The top of the sand box body is connected with a T-shaped sand-carrying device; the T-shaped belt sand device is formed by connecting a plurality of T-shaped steel plates in a frame; each T-shaped steel plate forms a plurality of lattices, and the frame of the T-shaped sand-carrying device is connected with the hanging handle. The structure is convenient for operators to stand, and the T-shaped sand-carrying device has universal applicability and can be flexibly used for sand boxes of various castings.

The bottom of the sand box body is connected with a bottom sand box; the bottom sand box is formed by connecting a plurality of guard plates in the frame; the multiple guard plates are spliced to form a cavity in which the molding sand is located, and a bottom plate of the bottom sand box is connected with a mold supporting mechanism.

The inner cavity wall of the independent sand box is also connected with a safety ladder stand. Because the foundry goods is bulky, long length, for the operation convenience, set up this safe cat ladder.

Since the T-belt sand molding apparatus and the bottom flask (containing molding sand, etc.) are relatively light in weight, the handle connecting structure can be of an existing structure.

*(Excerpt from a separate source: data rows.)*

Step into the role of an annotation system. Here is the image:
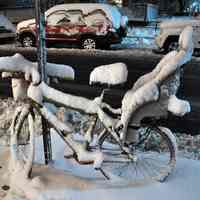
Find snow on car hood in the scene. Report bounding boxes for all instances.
[160,18,200,28]
[17,19,35,31]
[0,15,16,32]
[45,3,122,29]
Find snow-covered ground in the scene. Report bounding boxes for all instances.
[0,130,200,200]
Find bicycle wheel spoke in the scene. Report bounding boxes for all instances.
[101,128,175,181]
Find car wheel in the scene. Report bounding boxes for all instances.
[21,35,35,47]
[167,41,179,52]
[82,38,97,49]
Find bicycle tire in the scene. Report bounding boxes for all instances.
[99,127,177,182]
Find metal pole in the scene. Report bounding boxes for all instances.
[35,0,52,164]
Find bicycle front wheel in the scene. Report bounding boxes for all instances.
[99,127,177,182]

The following reinforcing structure may also be employed for optimization.

The connection structure between each hanging handle and the frame is as follows:

the lifting handles are all formed by solid steel columns which are coaxially sleeved in hollow steel pipes; the first end of the hollow steel pipe penetrates through a through hole formed in the side wall of the frame, and the outer wall of the hollow steel pipe is in full-welding connection with the two ends of the through hole; the two ends of the through hole are sleeved on the hollow steel pipe by clamping rings respectively; the hollow steel pipe is in full-welding connection with the clamping ring, and the clamping ring is in full-welding connection with the side wall of the frame;

the through holes are preferably formed at the intersections of the square steel pipes in the horizontal and vertical directions.

The first end of the solid steel column extends into the side wall of the frame from the inside of the hollow steel tube, and the outer wall of the first end of the solid steel column is in full-welding connection with the inner wall of the first end of the hollow steel tube;

and the anti-falling plate is welded on the second end surface of the solid steel column, and the second end of the hollow steel tube is in full-welding connection with the anti-falling plate.

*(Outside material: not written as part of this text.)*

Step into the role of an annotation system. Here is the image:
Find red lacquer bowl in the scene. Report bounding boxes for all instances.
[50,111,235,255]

The clamping ring is formed by splicing two semicircular rings.

The utility model discloses a design and use special shaping sand box, can save raw and other materials and can reduce corresponding man-hour again in order to reach, reduce manufacturing cost, improve production efficiency and guaranteed production safety.

The advantages and beneficial effects are that:

1. this sand box can realize saving raw and other materials function and make and hang heavy lightweight and reduce the handling risk.

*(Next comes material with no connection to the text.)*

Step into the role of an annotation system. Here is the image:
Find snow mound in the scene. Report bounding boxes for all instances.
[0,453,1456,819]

2. The sand box can reduce the existing cost and increase the benefit.

3. This sand box can reduce intensity of labour through reducing the time of going down the sand, promotes production efficiency.

4. This sand box simple structure, convenient operation.

Drawings

FIG. 1 is a schematic view of the outer structure of this example;

FIG. 2 is a schematic view (axial section) of the internal structure of FIG. 1;

FIG. 3 is a schematic structural view of a T-belt sanding apparatus;

FIG. 4 is a schematic view showing the outline configuration of the first independent flask (cope flask);

FIG. 5 is a schematic view showing the outline structure of the second independent flask (drag flask);

FIG. 6 is a schematic view of the construction of the bottom flask;

FIG. 7 is a cross-sectional schematic view of a portion of the lifting handle;

FIG. 8 is an axial cross-sectional view of a portion of the lifting handle;

in the figure: the sand box comprises a sand box body 1, a first independent sand box 2, a second independent sand box 3, a T-shaped sand-carrying device 4, a bottom sand box 5, a frame 6, a follow-up steel plate 7, a square steel pipe 8, a sand hanging rib 9, a horizontal fastening rib plate 10, a vertical fastening rib plate 11, a sealing plate 12, a T-shaped steel plate 13, a protective plate 14, a safety ladder stand 15, a hollow steel pipe 16, a solid steel column 17, an anti-falling plate 18, a hanging handle 19, a flange 20, a flange locking hole 21 and a clamping ring 22.

Detailed Description

The following will further explain the specific technical content of the present invention with reference to the accompanying drawings:

in this example, there are two independent flasks, a first independent flask (cope flask) and a second independent flask (drag flask). Independent sand boxes can be added or reduced according to the specification of the main shaft casting product. The detachable connecting structure between the independent sand boxes can adopt a flange connecting structure like a common sand box, and the flange locking holes are fastened by bolts.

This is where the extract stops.